An air of cosy sentimentality abides in the Rupert Everett-starring A Voyage Round My Father, at Richmond Theatre and touring the UK
“You get more like him every day”
For better or worse, there’s a distinct air of cosy early-Sunday-evening TV drama to Richard Eyre’s revival of A Voyage Round My Father, now playing Richmond Theatre as part of a UK tour. John Mortimer’s memoir of the unpredictable and irascible figure that was his father dates from 1970 and harks back to the 1920s to begin telling the tale of this particular father/son relationship so one can see why the production opts for this air of nostalgia.
As a memory play it is narrated by The Son, we first meet Father in, if not domestic bliss then certainly contentment but a freak bang on the head leaves Father blind. And since we’re at the apex of English stiff-upper-lip times, no-one ever mentions his blindness, even as its impact stretches right across his household, from his long-suffering wife to his dutiful son who ends up following his father into the law profession.
In some ways, it works. Bob Crowley’s gorgeous designs suggest a supercharged English country garden with real style and the level of supporting detail similarly evokes wry smiles at the way things were, particularly where the son’s boarding school experience is concerned (Julian Wadham’s headmaster a standout). And aside from that initial bang on the head, there’s a gentleness at play in the play’s studied old-fashionedness.
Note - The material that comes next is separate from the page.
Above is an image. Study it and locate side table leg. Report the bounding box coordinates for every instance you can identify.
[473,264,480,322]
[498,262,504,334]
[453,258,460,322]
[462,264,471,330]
That gentleness can sometimes manifest as something close to torpor or even tweeness, as Eyre smooths away too many of what should be sharper edges. Rupert Everett never quite convinces us that Father was ever a tyrant, too quickly does he establish an inherent humanity to the man, though that he plays beautifully. Jack Bardoe’s son is similarly warm and so the fractiousness that should be an essential part of their relationship is dialled right down.
The result is an abiding sense of warm nostalgia and thus little real purchase for a contemporary audience searching for any resonance. They say the past is another country and that’s how distant this ends up feeling but if you’re looking for that cosy Sunday night drama feeling in the theatre, then A Voyage Round My Father could be right up your street.